Insisting that my students’ perspectives matter is part of my job as their teacher, and part of my job as a parent, but it’s very hard to convince young people of this. (Don’t crash out.) In the news, we hear about student protestors at the Ivy Leagues who are raised to believe that they matter. They represent a minuscule but loud minority. Most young people, like the ones I teach, are not trained for the podium and would never seek it out. Part of Kirk’s appeal to them was that he appeared to take them seriously in public, at least briefly.

I started the class by dialing it all the way back, so we could all agree on some basic shared beliefs. One of the lessons I’ve learned from conversations I’ve had with my sons over the last few years is that curiosity goes a very long way. Many parents feel creeping dread about the mental landscape of children, and that is very unhelpful when it comes time to actually talk with them. The more online a parent is, the more flambéed their own brains have become about what is ostensibly going on with the kids; if this is you (and it’s definitely me), I urge you to account for your own biases before trying to parse theirs. When in doubt, I’ve found that pretending I know nothing, like I was born yesterday, can be a generative starting point.

If there’s one lesson millennials can offer to our kids, it’s that slowing down and thinking through their beliefs is the best defense against being manipulated by ideologues. They need to be able to rise above the churn. And we, for our part, need to be able to drop the obsession with staking our claim of the hallowed ground of the Correctest Possible Take. This is not how shared understanding is built across divides of age and opinion.

Our class that day felt like a shaky attempt at a ritual, one that could be repeated as often as one might want, for restoring the ground for meaning. This restoration happens through the awareness of the consciousness of other people. It occurred to me that this sort of ritual should be an important part not just of how we teach, but of how we raise our kids, as they grow up learning to think alongside social media and chatbots. It’s a feeling out of shared ideals — not a debate where the goal is to verbally vanquish an opponent or to categorize and label each other as ally or enemy.

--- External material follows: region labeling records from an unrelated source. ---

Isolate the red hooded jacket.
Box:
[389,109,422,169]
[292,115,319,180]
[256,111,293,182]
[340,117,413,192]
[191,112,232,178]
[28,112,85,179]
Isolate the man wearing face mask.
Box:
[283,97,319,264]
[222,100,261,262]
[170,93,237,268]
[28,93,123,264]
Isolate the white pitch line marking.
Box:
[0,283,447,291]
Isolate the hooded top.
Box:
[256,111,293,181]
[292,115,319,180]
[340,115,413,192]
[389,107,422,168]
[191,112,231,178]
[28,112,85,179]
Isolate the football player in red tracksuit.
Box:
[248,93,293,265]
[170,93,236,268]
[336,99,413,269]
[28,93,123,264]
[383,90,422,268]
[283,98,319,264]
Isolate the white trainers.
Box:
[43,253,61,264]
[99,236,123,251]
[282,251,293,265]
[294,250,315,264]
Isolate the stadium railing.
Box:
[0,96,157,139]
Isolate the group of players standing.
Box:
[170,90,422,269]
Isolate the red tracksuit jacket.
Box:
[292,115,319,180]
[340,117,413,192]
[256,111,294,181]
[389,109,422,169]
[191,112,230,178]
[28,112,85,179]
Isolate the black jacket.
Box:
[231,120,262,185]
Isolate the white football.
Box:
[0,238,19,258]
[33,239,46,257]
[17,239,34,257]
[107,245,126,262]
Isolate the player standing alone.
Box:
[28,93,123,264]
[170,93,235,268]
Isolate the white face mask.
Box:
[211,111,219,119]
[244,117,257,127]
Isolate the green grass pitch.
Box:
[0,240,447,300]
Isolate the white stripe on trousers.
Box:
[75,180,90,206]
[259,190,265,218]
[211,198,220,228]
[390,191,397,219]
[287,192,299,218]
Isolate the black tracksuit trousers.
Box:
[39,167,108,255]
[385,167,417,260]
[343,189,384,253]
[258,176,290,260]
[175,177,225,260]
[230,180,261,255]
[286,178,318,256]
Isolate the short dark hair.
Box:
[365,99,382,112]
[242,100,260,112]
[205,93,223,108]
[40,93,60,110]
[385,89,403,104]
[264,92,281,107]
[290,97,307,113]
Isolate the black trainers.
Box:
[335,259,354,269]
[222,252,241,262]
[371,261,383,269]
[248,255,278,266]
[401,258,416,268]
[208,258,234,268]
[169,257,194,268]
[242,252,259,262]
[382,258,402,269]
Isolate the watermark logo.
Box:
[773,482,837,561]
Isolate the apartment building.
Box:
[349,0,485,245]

In the days after Kirk was shot, it was common to see centrist and right-wing people posting a reminder on social media to squeeze your kids, to hug your loved ones extra tight. Nowadays, this sentiment comes back around whenever a tragedy hits. This veil of sentimentality seems to surround every tragedy in American life, blurring the details into something hard for many people to pin down or know how to think about or understand. But in the midst of this crisis, what we need to give young people is not just an extra-warm hug. They also need precision. They need an invitation to clarify their thoughts, to sharpen their opinions, not in twisted morality pageants or in stark, condemnatory terms, but with our encouragement and faith that they know as well as we do the difference between right and wrong.